Environ 56% de tous les immeubles résidentiels du Québec ont été construits avant 1980. (Photo: 123RF)
Le parc immobilier locatif montre son âge au Québec. Avec les règles strictes qu’impose le Tribunal administratif du logement (TAL), la situation n’est pas près de se résorber. Deux visions s’affrontent sur le marché locatif: permettre de rénover et de refiler la facture aux locataires, ou encore limiter les hausses de loyer.
Jean-Philippe Meloche, professeur à l’école d’urbanisme et d’architecture du paysage de l’Université de Montréal, estime que le gouvernement a choisi depuis longtemps de protéger les locataires.
« C’est un choix de société que nous avons fait et ça se défend bien, note-t-il. L’effet pervers est comment nous réinvestissons dans le parc immobilier. »
Le président de l’Association des professionnels de la construction et de l’habitation du Québec (APCHQ), Maxime Rodrigue, fait remarquer que 56% de tous les immeubles résidentiels du Québec ont été construits avant 1980. Malgré son âge avancé, les propriétaires ne sont pas pressés de lui faire subir une cure de rajeunissement.
« Les taux accordés par le TAL pour les travaux majeurs ne fonctionnent tout simplement pas, laisse tomber le président de l’Association des propriétaires du Québec (APQ), Martin Messier. J’ai un propriétaire qui nous dit que sa toiture dure 15 ans, mais lorsqu’il l’a refaite, l’amortissement était de 50 ans. Et ça, c’est s’il paye les travaux en liquide. S’il se finance, à 8 % d’intérêt en plus, ça allonge encore plus l’amortissement. »
Les intervenants du secteur de l’habitation demandent que ces taux soient revus pour que l’amortissement des travaux majeurs (revêtement, portes, fenêtres, balcons, toits, structure) soit au moins coordonné à celui de la vie utile des rénovations. L’APQ recommande que cette durée se situe entre 10 et 12 ans.
« La méthode du TAL ne tient pas la route, il faut changer le calcul pour permettre un taux d’amortissement logique, observe Martin Messier. Sinon, plusieurs immeubles se retrouvent sur une piste où il n’y a pas tellement de choix. Nous avons un taux d’amortissement tellement long que le réflexe est de colmater temporairement, de repousser la dépense par tous les moyens. Et ce que ça donne, c’est qu’aujourd’hui, on se retrouve avec un parc locatif qui est dégradé, et c’est triste. »
L’APCHQ propose quant à elle deux recommandations : permettre un amortissement accéléré pour certains types de rénovations écoénergétiques ainsi qu’un crédit d’impôt à la rénovation qui s’adresse aux propriétaires d’immeubles locatifs.

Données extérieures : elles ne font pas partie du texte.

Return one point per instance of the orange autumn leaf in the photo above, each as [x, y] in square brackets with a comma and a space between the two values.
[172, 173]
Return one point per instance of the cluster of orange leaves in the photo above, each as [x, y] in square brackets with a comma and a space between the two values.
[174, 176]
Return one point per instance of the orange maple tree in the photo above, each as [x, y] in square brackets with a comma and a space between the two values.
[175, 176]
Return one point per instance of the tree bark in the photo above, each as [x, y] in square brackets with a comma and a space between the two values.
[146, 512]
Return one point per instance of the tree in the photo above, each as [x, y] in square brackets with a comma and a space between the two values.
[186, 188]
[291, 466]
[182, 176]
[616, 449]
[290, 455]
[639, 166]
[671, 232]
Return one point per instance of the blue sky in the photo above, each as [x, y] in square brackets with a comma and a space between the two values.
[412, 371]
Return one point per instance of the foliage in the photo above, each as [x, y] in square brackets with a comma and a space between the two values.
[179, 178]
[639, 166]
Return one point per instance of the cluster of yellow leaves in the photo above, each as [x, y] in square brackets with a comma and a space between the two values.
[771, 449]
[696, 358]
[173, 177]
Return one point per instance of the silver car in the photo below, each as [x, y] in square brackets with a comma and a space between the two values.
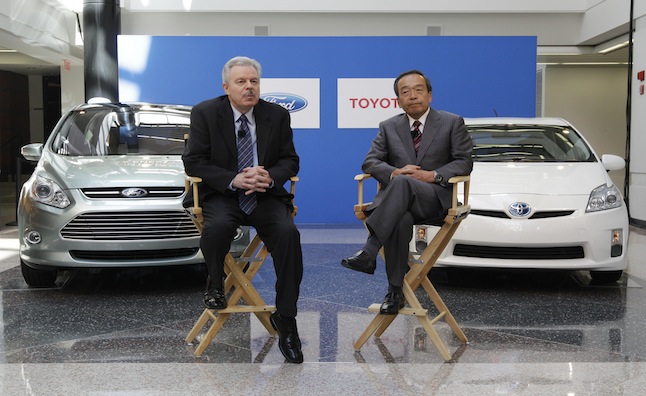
[107, 191]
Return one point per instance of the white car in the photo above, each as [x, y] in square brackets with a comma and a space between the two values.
[540, 199]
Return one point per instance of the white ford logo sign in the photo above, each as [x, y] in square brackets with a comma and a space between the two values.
[134, 192]
[290, 102]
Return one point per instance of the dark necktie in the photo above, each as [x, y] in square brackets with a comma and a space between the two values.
[416, 134]
[245, 159]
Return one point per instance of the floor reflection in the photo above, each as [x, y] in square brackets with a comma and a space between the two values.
[143, 315]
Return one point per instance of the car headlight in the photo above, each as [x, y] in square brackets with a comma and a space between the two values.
[603, 198]
[49, 193]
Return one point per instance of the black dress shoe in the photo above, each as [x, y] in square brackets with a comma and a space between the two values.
[393, 302]
[214, 299]
[361, 262]
[288, 341]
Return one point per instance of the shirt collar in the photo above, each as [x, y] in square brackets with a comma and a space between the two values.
[422, 119]
[249, 115]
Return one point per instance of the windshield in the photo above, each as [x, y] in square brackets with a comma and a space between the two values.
[533, 143]
[103, 131]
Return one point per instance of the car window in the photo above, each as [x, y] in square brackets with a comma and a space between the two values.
[536, 143]
[98, 132]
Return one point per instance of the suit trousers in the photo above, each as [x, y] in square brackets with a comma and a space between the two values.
[274, 223]
[404, 203]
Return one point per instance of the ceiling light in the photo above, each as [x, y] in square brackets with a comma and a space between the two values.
[612, 45]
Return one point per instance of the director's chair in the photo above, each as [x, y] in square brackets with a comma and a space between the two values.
[419, 270]
[240, 271]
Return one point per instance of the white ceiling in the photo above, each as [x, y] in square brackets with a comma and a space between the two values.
[46, 33]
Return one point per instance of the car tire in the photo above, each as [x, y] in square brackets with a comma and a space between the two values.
[603, 277]
[38, 278]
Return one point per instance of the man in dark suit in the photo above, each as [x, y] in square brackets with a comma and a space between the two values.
[412, 157]
[243, 185]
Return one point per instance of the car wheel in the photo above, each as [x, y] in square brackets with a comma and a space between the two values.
[38, 278]
[606, 276]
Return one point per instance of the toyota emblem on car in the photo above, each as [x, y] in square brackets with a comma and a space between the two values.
[134, 192]
[519, 209]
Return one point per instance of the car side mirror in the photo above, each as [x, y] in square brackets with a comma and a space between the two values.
[613, 162]
[126, 117]
[32, 152]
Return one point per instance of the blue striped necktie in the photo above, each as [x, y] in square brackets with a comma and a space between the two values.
[245, 159]
[417, 135]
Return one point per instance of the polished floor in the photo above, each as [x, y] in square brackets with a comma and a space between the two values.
[121, 332]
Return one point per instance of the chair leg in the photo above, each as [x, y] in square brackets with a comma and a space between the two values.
[206, 315]
[441, 307]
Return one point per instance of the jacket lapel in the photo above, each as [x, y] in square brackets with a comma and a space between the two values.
[403, 130]
[227, 126]
[431, 126]
[263, 130]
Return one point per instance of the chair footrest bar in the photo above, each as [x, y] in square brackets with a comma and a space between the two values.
[244, 308]
[404, 311]
[438, 317]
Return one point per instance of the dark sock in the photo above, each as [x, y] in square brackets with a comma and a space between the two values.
[372, 246]
[395, 289]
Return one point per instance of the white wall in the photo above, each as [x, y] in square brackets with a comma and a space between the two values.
[637, 193]
[594, 100]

Rénoviction comme porte de sortie
Quand vient le temps d’entretenir le parc locatif au Québec, notre système pousse vers la rénoviction, soutient Jean-Philippe Meloche.

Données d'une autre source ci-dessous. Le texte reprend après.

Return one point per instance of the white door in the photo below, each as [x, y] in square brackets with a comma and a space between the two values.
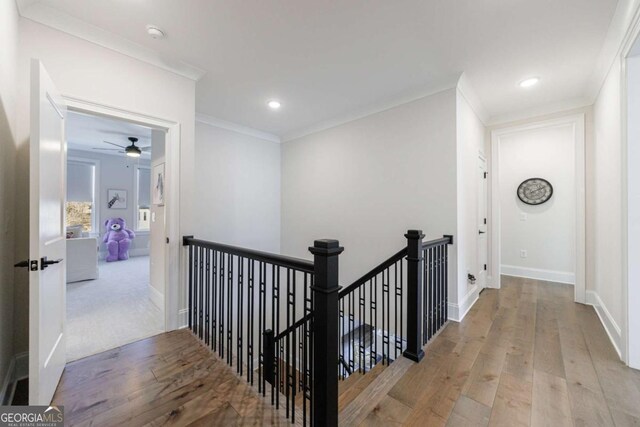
[47, 237]
[482, 223]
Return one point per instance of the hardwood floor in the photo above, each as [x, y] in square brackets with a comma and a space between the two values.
[524, 355]
[168, 379]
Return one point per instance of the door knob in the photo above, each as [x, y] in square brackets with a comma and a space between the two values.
[44, 262]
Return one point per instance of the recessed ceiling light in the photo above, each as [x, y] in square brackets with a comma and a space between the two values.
[529, 82]
[155, 32]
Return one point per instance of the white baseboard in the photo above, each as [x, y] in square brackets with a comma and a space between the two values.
[539, 274]
[18, 369]
[156, 297]
[183, 318]
[457, 312]
[609, 324]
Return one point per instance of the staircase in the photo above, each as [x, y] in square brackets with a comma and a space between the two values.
[316, 352]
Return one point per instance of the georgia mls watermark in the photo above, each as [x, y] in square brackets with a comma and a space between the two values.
[31, 416]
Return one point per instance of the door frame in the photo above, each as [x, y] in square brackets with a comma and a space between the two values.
[172, 205]
[483, 159]
[630, 328]
[578, 123]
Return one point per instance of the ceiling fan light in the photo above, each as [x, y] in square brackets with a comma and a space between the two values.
[133, 151]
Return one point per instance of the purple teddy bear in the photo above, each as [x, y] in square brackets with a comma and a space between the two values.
[118, 239]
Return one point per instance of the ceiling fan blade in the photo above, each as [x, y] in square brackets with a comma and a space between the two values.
[117, 145]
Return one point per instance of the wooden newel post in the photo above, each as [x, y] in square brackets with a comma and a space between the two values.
[325, 332]
[415, 285]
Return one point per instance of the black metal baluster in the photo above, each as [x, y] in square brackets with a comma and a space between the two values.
[230, 309]
[207, 291]
[240, 313]
[191, 309]
[200, 291]
[250, 320]
[221, 311]
[261, 326]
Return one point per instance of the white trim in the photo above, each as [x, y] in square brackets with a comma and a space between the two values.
[539, 274]
[609, 324]
[621, 34]
[630, 235]
[435, 88]
[457, 312]
[6, 392]
[183, 316]
[156, 297]
[235, 127]
[53, 18]
[174, 281]
[578, 123]
[469, 94]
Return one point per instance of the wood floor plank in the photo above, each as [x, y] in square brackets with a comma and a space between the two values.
[512, 405]
[550, 401]
[469, 413]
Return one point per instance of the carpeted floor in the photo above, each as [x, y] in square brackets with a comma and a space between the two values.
[112, 310]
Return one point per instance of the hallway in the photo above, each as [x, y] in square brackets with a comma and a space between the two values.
[524, 355]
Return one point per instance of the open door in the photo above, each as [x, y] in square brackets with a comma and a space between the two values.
[47, 237]
[482, 223]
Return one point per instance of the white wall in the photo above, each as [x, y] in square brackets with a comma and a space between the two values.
[367, 182]
[471, 143]
[8, 49]
[607, 291]
[237, 190]
[116, 172]
[157, 242]
[86, 71]
[546, 232]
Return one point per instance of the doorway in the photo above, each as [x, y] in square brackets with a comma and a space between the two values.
[631, 212]
[538, 202]
[113, 217]
[482, 223]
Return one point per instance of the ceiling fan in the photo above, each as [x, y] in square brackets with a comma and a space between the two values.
[131, 150]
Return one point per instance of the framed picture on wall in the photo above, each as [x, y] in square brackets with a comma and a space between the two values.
[117, 199]
[157, 181]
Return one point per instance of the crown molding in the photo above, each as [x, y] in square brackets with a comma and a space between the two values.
[234, 127]
[621, 31]
[537, 112]
[50, 17]
[449, 82]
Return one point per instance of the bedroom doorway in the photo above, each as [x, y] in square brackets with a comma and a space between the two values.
[115, 224]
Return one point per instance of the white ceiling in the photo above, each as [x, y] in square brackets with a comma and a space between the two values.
[86, 132]
[328, 59]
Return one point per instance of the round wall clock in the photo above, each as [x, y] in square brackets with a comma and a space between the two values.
[535, 191]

« Toutes les règles mises en place suggèrent que le meilleur moyen de revaloriser un actif en location, c’est la rénoviction, plaide-t-il. Il ne faut pas s’étonner que lorsque les loyers montent beaucoup, que les gens veuillent remettre à neuf leurs logements en essayant d’évincer le plus de personnes possible, d’étirer les rénovations suffisamment pour que les gens se relogent ailleurs et ne reviennent pas. Ils peuvent ainsi renégocier de bonne foi avec les nouveaux locataires, ce qui permet de rentabiliser les rénovations des actifs. »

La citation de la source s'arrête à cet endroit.